Shared Statistical Concepts

Backward Elimination

METHOD=BACKWARD specifies the backward elimination technique. This technique starts from the full model, which includes all independent effects. Then effects are deleted one by one until a stopping condition is satisfied. At each step, the effect that shows the smallest contribution to the model is deleted.

In the traditional implementation of backward selection, the statistic that is used to determine whether to drop an effect is significance level. At any step, the least significant predictor is dropped and the process continues until all effects that remain in the model are significant at a specified stay significance level (SLS).

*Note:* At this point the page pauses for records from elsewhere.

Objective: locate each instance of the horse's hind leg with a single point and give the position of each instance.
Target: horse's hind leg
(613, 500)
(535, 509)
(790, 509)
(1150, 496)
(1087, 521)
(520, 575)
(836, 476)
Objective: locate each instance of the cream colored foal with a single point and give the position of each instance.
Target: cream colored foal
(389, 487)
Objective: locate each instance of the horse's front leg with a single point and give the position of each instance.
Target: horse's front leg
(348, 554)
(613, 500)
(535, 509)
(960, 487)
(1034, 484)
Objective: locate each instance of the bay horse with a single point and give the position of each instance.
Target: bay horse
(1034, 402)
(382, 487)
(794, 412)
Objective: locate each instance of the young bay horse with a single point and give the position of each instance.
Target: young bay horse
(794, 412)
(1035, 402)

Just as with forward selection, you can use the SELECT= option to change the criterion that is used to assess effect contributions. You can also specify a stopping criterion in the STOP= option and use a CHOOSE= option to provide a criterion for selecting among the sequence of models produced. For more information, see the discussion in the section Forward Selection.

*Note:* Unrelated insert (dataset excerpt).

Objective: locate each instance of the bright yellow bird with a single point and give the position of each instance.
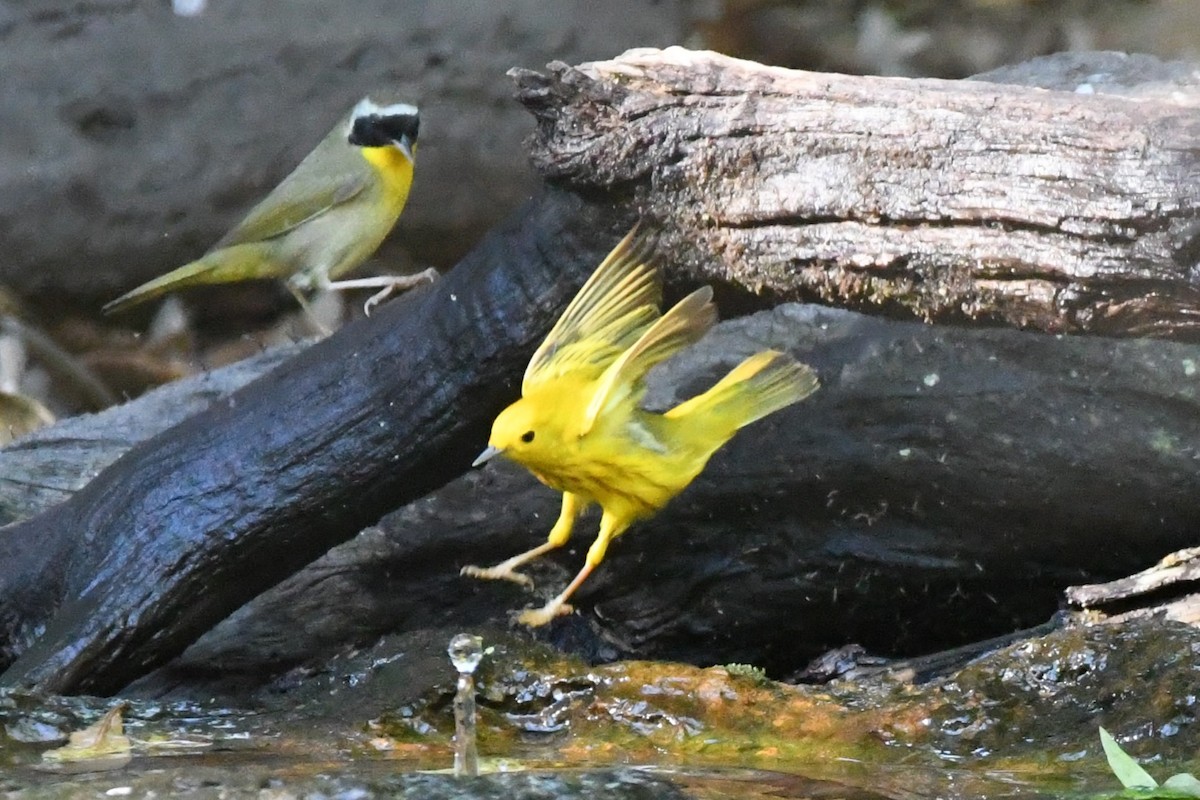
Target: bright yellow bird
(579, 426)
(328, 216)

Examples of Backward Selection Specifications

The following statement removes effects that at each step produce the largest value of the Schwarz Bayesian information criterion (SBC) statistic and stops at the step where removing any effect increases the SBC statistic:

```
selection method=backward stophorizon=1;
```

The following statement bases removal of effects on significance level and stops when all candidate effects for removal at a step are significant at the default stay significance level of 0.05:

```
selection method=backward(select=SL);
```

The following statement bases removal of effects on significance level and stops when all effects in the model are significant at the 0.1 level. Finally, from the sequence of models generated, the chosen model is the one that produces the smallest average square error when scored on the validation data:

```
selection method=backward(select=SL choose=validate SLS=0.1);
```

The following statement applies in logistic regression models the fast backward technique of Lawless and Singhal (1978), a first-order approximation that has greater numerical efficiency than full backward selection:

```
selection method=backward(fast);
```

The fast technique fits an initial full logistic model and a reduced model after the candidate effects have been dropped. On the other hand, full backward selection fits a logistic regression model each time an effect is removed from the model.